To kick off the event, Fort Collins’ mayor, Jeni Arndt, spoke about International Women’s Day and meaning is held in celebrating the day. “International Women’s Day is celebrated globally by those who support gender equity and who seek to improve the lives of women, girls, nonbinary, trans, two-spirit, and gender diverse,” Mayor Arndt said.
Kathleen Fairfax, Vice Provost of CSU’s International Affairs department, introduced Reverend Tutu as a “great advocate for gender and racial justice.” She told the crowded room about how Reverend Tutu had shown great perseverance as a Black woman building a name for herself in the world of academia. “Those experiences taught her that our whole human family loses when we accept situations of oppression and also how the teaching and preaching of hate and division injure us all,” Fairfax said.
Reverend Tutu started the night by introducing the topic of “striving for justice and seeking common ground,” as she worded it. She elaborated on the vast topic and shared what it was like to grow up as an African child who understood the things around her quite literally.
She explained that she struggled to understand proverbs as a child.
“‘The elephant never finds its own trunk heavy.’ First of all, which elephant are we talking about and who asked the elephants if they never find their own trunks heavy?” Reverend Tutu joked.
This example was quickly followed up by a second and her quickwitted humor had only just begun.
“‘The child that does not cry, dies on its mother’s back.’ So wait, this human being took another human being and put that human being on their back and they forgot that they had a human being on their back because that human being did not cry and how many days would you have to carry your child on your back with that child not crying for the child to eventually die? Really?” Reverend Tutu said.
Reverend Tutu gave a final example. This one exemplified her original topic of seeking common ground but still had her everpresent hilarity.
“‘In the time of floods, the wise build bridges, the foolish build walls.’ Now, at the time I first heard it, my initial reaction was, ‘There’s a flood. Why are you building anything? You should be getting away. I don’t care bridge, wall. Do not build.

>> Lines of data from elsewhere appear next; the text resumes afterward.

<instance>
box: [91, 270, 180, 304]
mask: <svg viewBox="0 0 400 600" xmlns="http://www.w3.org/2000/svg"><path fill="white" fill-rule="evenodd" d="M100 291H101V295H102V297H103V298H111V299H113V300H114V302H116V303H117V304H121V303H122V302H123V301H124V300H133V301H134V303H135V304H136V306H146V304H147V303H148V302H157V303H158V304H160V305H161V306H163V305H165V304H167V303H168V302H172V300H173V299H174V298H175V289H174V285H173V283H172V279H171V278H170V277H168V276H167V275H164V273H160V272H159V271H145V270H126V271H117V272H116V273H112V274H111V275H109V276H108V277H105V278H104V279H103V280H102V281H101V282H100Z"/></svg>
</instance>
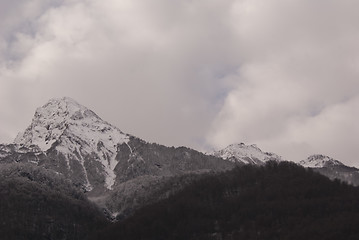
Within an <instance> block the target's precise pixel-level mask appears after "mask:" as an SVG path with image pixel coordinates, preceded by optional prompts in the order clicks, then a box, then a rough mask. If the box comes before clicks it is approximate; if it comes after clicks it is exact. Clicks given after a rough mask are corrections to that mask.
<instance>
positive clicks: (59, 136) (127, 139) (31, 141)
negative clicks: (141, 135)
mask: <svg viewBox="0 0 359 240" xmlns="http://www.w3.org/2000/svg"><path fill="white" fill-rule="evenodd" d="M129 137H130V136H129V135H127V134H124V133H123V132H122V131H121V130H119V129H118V128H116V127H114V126H112V125H111V124H109V123H107V122H105V121H103V120H102V119H101V118H100V117H98V116H97V115H96V114H95V113H94V112H92V111H91V110H89V109H87V108H86V107H84V106H82V105H80V104H78V103H77V102H76V101H74V100H73V99H71V98H60V99H51V100H50V101H49V102H48V103H47V104H45V105H44V106H43V107H40V108H38V109H37V110H36V112H35V116H34V118H33V120H32V123H31V125H30V126H29V127H28V128H27V129H26V130H25V132H24V133H20V134H19V135H18V136H17V137H16V139H15V143H16V144H20V145H23V146H26V147H30V146H32V145H37V146H39V147H40V149H41V150H42V151H44V152H50V150H51V149H52V148H54V149H55V150H56V151H57V152H59V153H61V154H62V155H63V156H64V157H65V160H66V164H67V167H68V168H69V169H70V168H71V166H70V165H71V164H70V160H71V159H75V160H77V161H78V162H79V163H80V165H81V166H82V168H83V174H84V177H85V180H86V183H85V186H86V189H87V190H91V189H92V186H91V184H90V181H89V179H88V176H87V169H86V167H85V158H86V156H89V155H91V156H94V159H96V161H98V162H100V163H101V164H102V167H103V170H104V172H105V187H106V188H108V189H111V188H112V186H113V184H114V182H115V178H116V174H115V173H114V169H115V167H116V165H117V160H116V155H117V150H118V149H117V148H118V145H119V144H123V143H126V144H127V143H128V141H129ZM129 148H130V147H129Z"/></svg>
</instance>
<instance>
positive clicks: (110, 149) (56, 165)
mask: <svg viewBox="0 0 359 240" xmlns="http://www.w3.org/2000/svg"><path fill="white" fill-rule="evenodd" d="M9 162H28V163H31V164H34V165H36V166H39V167H42V168H45V169H50V170H53V171H54V172H56V173H59V174H61V175H62V176H63V177H65V178H67V179H69V180H71V182H72V183H73V184H74V185H75V186H77V187H78V188H80V189H82V190H83V191H85V192H87V196H88V197H89V199H91V200H93V201H94V202H96V203H97V204H98V205H99V206H102V207H103V208H105V209H111V212H110V213H109V214H114V215H116V214H121V213H122V212H128V211H129V210H134V209H135V206H136V207H140V206H141V204H138V202H136V201H135V199H133V201H132V205H131V204H128V202H127V204H126V208H123V204H121V203H118V204H115V205H116V206H118V207H119V208H120V209H116V208H114V206H115V205H114V204H112V202H113V201H112V200H111V199H112V198H117V197H116V196H117V195H118V194H117V193H118V192H119V191H122V189H123V188H124V186H128V185H129V181H132V182H137V183H138V184H139V185H141V184H142V183H141V182H143V184H144V185H148V183H145V182H144V181H149V179H155V180H154V182H153V183H155V182H156V181H157V182H158V179H162V180H163V181H167V180H168V181H169V179H171V178H172V177H177V176H181V175H187V174H192V173H203V172H209V171H224V170H228V169H232V168H233V167H234V166H235V164H234V163H232V162H230V161H223V159H220V158H217V157H214V156H207V155H205V154H203V153H200V152H197V151H195V150H192V149H189V148H186V147H178V148H174V147H166V146H162V145H159V144H154V143H148V142H146V141H144V140H141V139H139V138H137V137H135V136H132V135H130V134H126V133H123V132H122V131H121V130H120V129H118V128H117V127H115V126H113V125H111V124H109V123H107V122H106V121H104V120H102V119H101V118H100V117H99V116H98V115H96V114H95V113H94V112H93V111H91V110H89V109H88V108H86V107H84V106H82V105H80V104H79V103H77V102H76V101H75V100H73V99H71V98H59V99H51V100H50V101H49V102H48V103H46V104H45V105H44V106H42V107H39V108H38V109H37V110H36V112H35V115H34V118H33V119H32V122H31V124H30V126H29V127H28V128H27V129H26V130H25V131H24V132H23V133H20V134H18V136H17V137H16V139H15V141H14V144H10V145H0V163H9ZM162 180H161V181H162ZM159 185H160V186H162V185H163V186H165V184H162V183H161V184H159ZM131 191H133V192H131ZM162 191H163V192H161V190H160V189H157V190H156V192H152V189H149V190H148V191H146V192H143V191H140V193H141V194H142V195H144V196H142V195H141V196H137V197H138V198H141V199H149V198H151V199H155V198H156V196H157V193H158V194H159V195H163V194H165V192H167V189H165V188H164V189H163V190H162ZM137 192H138V191H135V188H133V189H130V190H129V191H127V192H126V194H128V195H129V196H130V195H131V196H134V194H137ZM154 193H156V194H155V195H154ZM122 199H126V197H124V198H122ZM142 203H143V204H145V203H146V201H143V202H142ZM110 205H111V206H110ZM120 206H121V207H120Z"/></svg>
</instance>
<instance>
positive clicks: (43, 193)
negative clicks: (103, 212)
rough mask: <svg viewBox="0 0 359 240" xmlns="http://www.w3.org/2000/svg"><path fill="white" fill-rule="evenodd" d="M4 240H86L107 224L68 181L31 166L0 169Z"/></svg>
mask: <svg viewBox="0 0 359 240" xmlns="http://www.w3.org/2000/svg"><path fill="white" fill-rule="evenodd" d="M0 213H1V214H0V238H1V239H2V240H8V239H9V240H10V239H14V240H15V239H16V240H22V239H24V240H32V239H34V240H42V239H52V240H57V239H59V240H60V239H61V240H62V239H74V240H75V239H76V240H77V239H83V238H84V237H86V236H87V235H88V234H91V232H92V231H93V230H95V229H100V228H102V227H104V226H105V224H106V223H107V221H106V220H105V218H104V216H103V214H102V213H101V212H100V211H99V210H98V209H97V207H96V206H95V205H94V204H92V203H90V202H89V201H88V200H87V199H86V197H85V196H84V195H83V194H82V193H81V192H79V191H78V190H77V189H76V188H75V187H74V186H72V185H71V184H70V182H69V181H68V180H65V179H64V178H62V177H61V175H58V174H56V173H55V172H53V171H48V170H46V169H43V168H39V167H35V166H32V165H30V164H3V165H1V170H0Z"/></svg>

Get away from the flood,’” Reverend Tutu said.
She went on to explain that we all have the choice to either work alone or work together when a crisis hits. It is only once we choose to work together, help one another, and seek common ground that we find solutions.
Reverend Tutu preached about how there is division and intense segregation all around the world. People are divided by family, race, sexual orientation, gender, and wealth. All of these are just social walls that humans put up. There is no method to the madness. At the end of the day, we are all connected by a single thread of gold — We are all human.
“But the truth of the matter is that if you are a parent, a sister, an aunt, a grandmother, a grandfather whose child, niece, member of the community is killed in sectarian violence, the pain you experience is the pain of that loss and that is not determined by your denomination,” Reverend Tutu said.
She shared her thoughts on how to overcome obstacles like those. The answer is clear and open communication. We have to talk about the things that are hard to talk about. We have to voice the thoughts that never get voices.
“We have to have those conversations that are dangerous,” she said. “We can have dangerous conversations politely.”
Reverend Tutu concluded her inspirational sermon by looping back to how she had started it. In today’s world, society is building walls when they need to be building bridges. These bridges will lead to conversation and conversation will lead to change and justice.